Marco Schulze, chief executive of NightLabs GmbH, contributes his comment as co-initiator of patentfrei.de:

"Nutzwerk's patent DE10048113 demonstrates how the EPO's (and many national patent offices') inflationary patenting practice allows to obtain a broad monopoly without innovation. All of us - the developers as well as the users - can really be glad that these monopolies are not enforceable in Europe. The current law explicitely excludes software from patentibility and the national courts have not forgotten that exclusion - in contrast to the EPO.
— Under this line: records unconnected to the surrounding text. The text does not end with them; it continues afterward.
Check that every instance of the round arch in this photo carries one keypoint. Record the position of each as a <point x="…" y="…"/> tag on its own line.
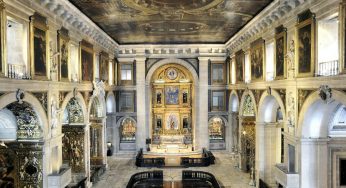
<point x="36" y="105"/>
<point x="233" y="102"/>
<point x="101" y="102"/>
<point x="268" y="105"/>
<point x="81" y="101"/>
<point x="242" y="102"/>
<point x="110" y="103"/>
<point x="316" y="124"/>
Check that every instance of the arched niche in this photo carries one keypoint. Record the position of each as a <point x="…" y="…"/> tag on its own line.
<point x="127" y="127"/>
<point x="271" y="108"/>
<point x="233" y="102"/>
<point x="217" y="133"/>
<point x="110" y="103"/>
<point x="8" y="125"/>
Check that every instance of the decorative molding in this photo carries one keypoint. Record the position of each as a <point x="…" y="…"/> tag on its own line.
<point x="42" y="97"/>
<point x="302" y="95"/>
<point x="325" y="93"/>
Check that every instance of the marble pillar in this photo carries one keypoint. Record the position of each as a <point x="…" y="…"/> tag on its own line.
<point x="202" y="137"/>
<point x="141" y="133"/>
<point x="314" y="163"/>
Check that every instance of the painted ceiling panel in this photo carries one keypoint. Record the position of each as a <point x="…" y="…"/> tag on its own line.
<point x="170" y="21"/>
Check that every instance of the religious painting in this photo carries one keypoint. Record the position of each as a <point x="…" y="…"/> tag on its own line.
<point x="239" y="64"/>
<point x="305" y="45"/>
<point x="216" y="129"/>
<point x="280" y="51"/>
<point x="40" y="62"/>
<point x="128" y="130"/>
<point x="172" y="95"/>
<point x="172" y="121"/>
<point x="218" y="73"/>
<point x="257" y="60"/>
<point x="87" y="64"/>
<point x="63" y="43"/>
<point x="104" y="67"/>
<point x="73" y="147"/>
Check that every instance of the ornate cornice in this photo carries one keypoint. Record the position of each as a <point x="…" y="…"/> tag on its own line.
<point x="68" y="14"/>
<point x="265" y="19"/>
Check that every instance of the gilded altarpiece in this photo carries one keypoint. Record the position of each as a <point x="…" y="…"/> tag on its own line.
<point x="172" y="105"/>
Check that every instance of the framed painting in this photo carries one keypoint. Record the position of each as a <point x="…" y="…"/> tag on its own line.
<point x="257" y="60"/>
<point x="305" y="44"/>
<point x="104" y="67"/>
<point x="172" y="95"/>
<point x="218" y="73"/>
<point x="63" y="44"/>
<point x="239" y="65"/>
<point x="39" y="39"/>
<point x="280" y="52"/>
<point x="87" y="61"/>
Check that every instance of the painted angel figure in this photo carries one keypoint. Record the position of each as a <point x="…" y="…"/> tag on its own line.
<point x="55" y="114"/>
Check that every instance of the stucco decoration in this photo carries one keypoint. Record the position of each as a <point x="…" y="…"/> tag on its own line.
<point x="27" y="120"/>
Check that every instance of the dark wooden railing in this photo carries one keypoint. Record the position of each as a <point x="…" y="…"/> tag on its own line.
<point x="262" y="184"/>
<point x="151" y="177"/>
<point x="149" y="162"/>
<point x="206" y="160"/>
<point x="194" y="176"/>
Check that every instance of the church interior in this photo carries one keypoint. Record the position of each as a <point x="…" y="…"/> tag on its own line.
<point x="172" y="93"/>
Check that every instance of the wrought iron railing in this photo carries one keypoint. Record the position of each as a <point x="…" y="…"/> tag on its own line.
<point x="149" y="162"/>
<point x="150" y="177"/>
<point x="195" y="176"/>
<point x="18" y="72"/>
<point x="328" y="68"/>
<point x="206" y="160"/>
This patent does, however, not only prove that our patent offices ignore current law already for years, but it also shows that they do not even know the state of the art: In 2000, when the software patent of August was registered, this 'innovation' was old hat: Programs like sendmail, procmail, ipfw, IPFilter and many more implement at least one of the patent's claims and existed already years (some even decades) before the patent registration.
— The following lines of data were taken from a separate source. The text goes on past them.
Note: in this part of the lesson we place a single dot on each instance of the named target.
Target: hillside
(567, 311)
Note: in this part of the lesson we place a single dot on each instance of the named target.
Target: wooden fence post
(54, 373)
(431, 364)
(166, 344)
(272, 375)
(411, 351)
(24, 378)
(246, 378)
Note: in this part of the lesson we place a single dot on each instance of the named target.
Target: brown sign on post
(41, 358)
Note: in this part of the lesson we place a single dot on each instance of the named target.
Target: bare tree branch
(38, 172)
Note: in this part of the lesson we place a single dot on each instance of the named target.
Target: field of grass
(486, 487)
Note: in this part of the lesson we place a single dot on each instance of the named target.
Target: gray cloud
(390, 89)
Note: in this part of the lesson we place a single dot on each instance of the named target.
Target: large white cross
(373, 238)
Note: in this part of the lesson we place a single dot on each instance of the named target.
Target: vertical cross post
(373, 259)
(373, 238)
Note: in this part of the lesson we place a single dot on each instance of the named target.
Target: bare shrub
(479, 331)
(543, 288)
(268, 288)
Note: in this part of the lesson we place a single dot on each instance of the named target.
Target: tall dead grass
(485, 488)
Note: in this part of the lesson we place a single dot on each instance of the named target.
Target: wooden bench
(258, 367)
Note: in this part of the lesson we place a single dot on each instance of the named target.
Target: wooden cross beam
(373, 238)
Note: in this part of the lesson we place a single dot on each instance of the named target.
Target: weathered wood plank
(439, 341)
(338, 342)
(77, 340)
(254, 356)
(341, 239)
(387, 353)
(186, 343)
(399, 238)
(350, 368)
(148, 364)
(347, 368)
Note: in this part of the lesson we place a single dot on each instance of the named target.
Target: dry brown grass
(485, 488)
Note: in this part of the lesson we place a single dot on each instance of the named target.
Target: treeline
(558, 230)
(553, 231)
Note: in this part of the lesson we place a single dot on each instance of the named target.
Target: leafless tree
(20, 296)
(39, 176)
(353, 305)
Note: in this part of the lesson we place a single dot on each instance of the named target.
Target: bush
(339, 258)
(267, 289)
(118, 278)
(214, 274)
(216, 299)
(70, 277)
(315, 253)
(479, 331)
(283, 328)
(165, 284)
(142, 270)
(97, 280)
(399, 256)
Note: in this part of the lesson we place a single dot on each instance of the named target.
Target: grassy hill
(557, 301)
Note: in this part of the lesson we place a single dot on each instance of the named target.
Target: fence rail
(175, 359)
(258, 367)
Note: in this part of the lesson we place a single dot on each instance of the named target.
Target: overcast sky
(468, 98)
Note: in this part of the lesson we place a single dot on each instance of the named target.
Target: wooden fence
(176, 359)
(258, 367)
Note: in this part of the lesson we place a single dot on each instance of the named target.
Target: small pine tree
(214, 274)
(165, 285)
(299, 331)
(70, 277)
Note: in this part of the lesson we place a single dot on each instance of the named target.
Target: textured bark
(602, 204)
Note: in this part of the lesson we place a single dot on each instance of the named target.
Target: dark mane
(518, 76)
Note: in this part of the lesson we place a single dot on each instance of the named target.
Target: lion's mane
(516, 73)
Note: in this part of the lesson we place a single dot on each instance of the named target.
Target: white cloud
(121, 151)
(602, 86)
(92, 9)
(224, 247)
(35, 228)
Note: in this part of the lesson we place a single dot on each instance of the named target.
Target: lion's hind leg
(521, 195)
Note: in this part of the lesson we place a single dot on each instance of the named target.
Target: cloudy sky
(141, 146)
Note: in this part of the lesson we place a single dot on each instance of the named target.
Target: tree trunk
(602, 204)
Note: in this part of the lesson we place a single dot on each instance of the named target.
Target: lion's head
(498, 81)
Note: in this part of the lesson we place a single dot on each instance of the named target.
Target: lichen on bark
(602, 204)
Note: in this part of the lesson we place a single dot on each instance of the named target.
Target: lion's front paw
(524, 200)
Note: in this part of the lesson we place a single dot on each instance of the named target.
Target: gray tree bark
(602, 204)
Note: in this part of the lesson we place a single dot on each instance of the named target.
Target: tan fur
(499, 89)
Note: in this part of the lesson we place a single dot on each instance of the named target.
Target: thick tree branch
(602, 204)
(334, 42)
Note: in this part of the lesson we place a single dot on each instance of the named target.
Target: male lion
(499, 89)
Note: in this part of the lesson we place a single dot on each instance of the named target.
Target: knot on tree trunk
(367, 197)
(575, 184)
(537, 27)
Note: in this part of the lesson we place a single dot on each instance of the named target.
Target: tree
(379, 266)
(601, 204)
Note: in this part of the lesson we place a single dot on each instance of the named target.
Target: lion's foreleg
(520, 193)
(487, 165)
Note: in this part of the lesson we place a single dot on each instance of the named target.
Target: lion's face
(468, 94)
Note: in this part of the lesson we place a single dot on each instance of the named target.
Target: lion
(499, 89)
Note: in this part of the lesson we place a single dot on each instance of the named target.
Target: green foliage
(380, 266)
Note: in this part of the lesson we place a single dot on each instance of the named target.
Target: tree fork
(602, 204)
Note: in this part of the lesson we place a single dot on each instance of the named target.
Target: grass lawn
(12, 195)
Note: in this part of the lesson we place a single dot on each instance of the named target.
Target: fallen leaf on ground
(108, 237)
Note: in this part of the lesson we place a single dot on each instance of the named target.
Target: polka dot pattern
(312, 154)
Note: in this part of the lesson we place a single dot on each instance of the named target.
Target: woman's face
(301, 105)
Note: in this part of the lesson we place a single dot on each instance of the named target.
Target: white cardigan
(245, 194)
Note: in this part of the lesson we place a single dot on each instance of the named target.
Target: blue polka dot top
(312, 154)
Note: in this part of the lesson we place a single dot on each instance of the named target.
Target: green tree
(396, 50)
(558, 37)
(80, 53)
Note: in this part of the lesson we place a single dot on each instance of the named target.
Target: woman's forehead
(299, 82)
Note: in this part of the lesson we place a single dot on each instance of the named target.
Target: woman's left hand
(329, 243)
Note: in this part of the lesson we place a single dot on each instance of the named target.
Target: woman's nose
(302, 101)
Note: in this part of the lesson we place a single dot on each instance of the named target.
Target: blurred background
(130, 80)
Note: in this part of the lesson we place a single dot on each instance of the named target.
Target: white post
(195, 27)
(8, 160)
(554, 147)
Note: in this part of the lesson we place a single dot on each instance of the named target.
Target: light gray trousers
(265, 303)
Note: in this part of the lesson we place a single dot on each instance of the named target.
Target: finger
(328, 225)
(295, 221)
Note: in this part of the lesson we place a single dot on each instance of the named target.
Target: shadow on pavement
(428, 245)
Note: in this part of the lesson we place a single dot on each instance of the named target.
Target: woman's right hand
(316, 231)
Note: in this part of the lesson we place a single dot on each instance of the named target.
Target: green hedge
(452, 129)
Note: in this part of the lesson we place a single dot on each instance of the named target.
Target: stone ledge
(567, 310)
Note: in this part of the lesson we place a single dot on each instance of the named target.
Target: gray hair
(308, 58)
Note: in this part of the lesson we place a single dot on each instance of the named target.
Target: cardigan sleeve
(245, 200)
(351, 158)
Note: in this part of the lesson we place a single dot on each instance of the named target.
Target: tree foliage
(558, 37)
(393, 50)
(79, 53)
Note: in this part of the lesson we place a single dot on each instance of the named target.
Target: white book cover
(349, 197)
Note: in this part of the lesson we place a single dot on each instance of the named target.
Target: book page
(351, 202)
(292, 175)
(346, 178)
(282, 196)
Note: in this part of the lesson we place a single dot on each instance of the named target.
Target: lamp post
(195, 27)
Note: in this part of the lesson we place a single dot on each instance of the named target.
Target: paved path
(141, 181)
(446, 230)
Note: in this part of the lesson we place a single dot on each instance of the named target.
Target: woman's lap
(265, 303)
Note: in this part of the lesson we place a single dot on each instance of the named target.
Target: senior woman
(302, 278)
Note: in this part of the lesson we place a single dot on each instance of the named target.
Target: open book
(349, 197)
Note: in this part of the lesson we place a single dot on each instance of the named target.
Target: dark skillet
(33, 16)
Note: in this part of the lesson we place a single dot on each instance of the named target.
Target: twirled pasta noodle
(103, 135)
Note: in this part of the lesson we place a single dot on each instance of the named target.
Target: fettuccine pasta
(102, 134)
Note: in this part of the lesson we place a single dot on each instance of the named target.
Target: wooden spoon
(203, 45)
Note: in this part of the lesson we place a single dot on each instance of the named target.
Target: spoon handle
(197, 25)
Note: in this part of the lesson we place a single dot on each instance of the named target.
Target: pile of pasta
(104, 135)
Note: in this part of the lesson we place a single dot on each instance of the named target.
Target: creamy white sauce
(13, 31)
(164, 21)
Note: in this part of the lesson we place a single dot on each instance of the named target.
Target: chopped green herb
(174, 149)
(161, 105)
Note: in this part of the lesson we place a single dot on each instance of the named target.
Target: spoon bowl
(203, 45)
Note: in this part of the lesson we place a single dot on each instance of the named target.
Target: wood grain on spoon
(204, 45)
Current law equates software with literature and thus protects it by means of copyrights. Like in the case normal literature, the ideas are cheap in software development, while nearly all effort is invested into the actual work. That means, software patents protect cheap ideas while they invalidate the real labour by undermining the author's rights: The patent of the month consists out of 12 pages text, whose only value is the skillful legal formulation. The program IPFilter on the other hand consists out of 150 thousand lines of source code (equivalent to about 6 novels with each 625 pages).
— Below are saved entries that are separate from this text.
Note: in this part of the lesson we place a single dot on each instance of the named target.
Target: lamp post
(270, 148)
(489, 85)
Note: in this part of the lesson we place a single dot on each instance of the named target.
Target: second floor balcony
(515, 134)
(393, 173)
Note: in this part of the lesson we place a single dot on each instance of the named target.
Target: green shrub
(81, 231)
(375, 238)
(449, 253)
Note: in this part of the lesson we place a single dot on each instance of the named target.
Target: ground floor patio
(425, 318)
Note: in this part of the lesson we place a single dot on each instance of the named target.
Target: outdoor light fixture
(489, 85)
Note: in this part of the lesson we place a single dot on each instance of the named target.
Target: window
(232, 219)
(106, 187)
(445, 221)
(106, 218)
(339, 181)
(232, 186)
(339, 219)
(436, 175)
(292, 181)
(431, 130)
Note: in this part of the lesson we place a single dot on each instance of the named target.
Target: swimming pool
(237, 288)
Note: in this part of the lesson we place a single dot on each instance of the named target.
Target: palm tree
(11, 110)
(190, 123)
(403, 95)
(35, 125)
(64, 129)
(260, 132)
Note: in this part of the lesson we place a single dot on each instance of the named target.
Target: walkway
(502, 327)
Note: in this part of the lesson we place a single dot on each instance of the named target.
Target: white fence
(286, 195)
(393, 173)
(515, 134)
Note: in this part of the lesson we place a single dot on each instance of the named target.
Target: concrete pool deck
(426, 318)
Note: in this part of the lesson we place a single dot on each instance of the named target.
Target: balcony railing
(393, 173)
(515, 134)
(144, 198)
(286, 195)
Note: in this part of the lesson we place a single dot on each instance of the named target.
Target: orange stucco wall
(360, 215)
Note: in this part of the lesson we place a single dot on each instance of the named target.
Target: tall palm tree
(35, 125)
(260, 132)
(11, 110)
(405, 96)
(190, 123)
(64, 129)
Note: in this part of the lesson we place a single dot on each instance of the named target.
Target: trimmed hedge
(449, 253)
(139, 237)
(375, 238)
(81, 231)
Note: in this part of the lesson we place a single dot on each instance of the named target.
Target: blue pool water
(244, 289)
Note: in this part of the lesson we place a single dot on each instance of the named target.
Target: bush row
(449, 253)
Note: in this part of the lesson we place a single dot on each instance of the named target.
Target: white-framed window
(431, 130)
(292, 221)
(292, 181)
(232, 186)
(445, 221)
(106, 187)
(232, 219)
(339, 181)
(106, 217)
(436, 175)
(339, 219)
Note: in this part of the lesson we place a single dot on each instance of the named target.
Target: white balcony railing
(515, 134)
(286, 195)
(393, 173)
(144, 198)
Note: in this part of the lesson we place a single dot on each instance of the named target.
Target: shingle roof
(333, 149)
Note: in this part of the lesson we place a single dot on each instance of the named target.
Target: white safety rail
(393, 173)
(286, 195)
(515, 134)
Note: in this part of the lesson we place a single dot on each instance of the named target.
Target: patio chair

If software patents became enforceable in Europe, we would be flooded by many thousands of these broad monopolies and a medium-sized company could not bring any software to market anymore."

patentfrei.de is an initiative of small and medium-sized enterprises (SMEs). It was founded in 2004 in Germany to bcome involved against the highly controversial software patent directive, which in fact was rejected by the European Parliament. More than 600 entrepreneurs, founders and CEOs of SMEs signed patentfrei.de's "Collective Statement" . In the spirit of this statement, patentfrei.de continues to represent the interests of SMEs. Their biggest concern is not the protection *through* patents, but the protection *against* patents.